A checklist for what to do for incidents such as site downtime.
Until the problem is resolved
- Assign an incident lead – a single person that is responsible for this checklist. They should delegate tasks explicitly.
- If there are remote workers, "get everone in the same room" by setting up a video and audio link, e.g. Zoom.
- The incident lead should assign a communicator. The communicator ensures that we inform every affected party. May be in person, by chat, by phone, Auctionet system messages etc.
- Consider communicating:
- When we first notice the problems.
- When there is some workaround.
- When the problems are resolved (from the affected party's standpoint).
- The incident lead should assign a team of deep delvers to dig into the underlying issue.
- The incident lead should assign a team of quickfixers to see what we can do right now to minimise the impact and unblock affected parties.
- The incident lead may want to create a Trello card to keep track of things for this incident.

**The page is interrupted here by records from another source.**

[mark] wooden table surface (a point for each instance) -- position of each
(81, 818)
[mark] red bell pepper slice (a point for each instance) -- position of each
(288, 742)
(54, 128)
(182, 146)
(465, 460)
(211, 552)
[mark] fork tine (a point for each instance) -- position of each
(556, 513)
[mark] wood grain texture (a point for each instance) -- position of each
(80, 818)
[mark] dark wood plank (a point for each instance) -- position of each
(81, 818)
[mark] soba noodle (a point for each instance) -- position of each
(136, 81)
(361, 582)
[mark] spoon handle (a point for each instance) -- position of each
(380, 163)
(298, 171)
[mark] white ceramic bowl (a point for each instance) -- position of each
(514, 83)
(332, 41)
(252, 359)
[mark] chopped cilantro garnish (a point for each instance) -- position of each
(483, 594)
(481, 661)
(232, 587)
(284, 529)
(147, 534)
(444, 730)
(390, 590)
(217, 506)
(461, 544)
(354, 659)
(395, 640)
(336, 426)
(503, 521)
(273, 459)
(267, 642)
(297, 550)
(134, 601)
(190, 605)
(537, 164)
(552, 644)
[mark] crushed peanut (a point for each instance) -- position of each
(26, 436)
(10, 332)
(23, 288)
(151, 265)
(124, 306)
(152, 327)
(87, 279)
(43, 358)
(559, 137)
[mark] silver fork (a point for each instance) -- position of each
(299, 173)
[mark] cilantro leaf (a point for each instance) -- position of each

Anyone not tapped by the incident lead is free to keep working on other things. It is the lead's responsibility to call for all hands if necessary.
Not too long after the problem is resolved, we want a "post mortem" meeting.

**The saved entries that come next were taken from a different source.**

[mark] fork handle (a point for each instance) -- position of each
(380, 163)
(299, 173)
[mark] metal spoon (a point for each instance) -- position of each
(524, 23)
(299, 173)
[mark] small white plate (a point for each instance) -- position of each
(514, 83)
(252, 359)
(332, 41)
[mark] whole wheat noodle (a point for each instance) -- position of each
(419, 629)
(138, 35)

The goal of the meeting is to come up with any learnings and actions that let us do better work in future.
- CTO and product owner should attend so we can decide what resources to allocate.
- The discussion should be facilitated (have someone managing it) to keep us on track.
- Timeline: What happened? What did we do? What happened then? Where did we leave things?
- How did this affect end users? Auction houses, buyers, sellers, support, finance, …. What can we then improve?
- Reflect on the post mortem. Can we do post mortems better? Update this document with any learnings.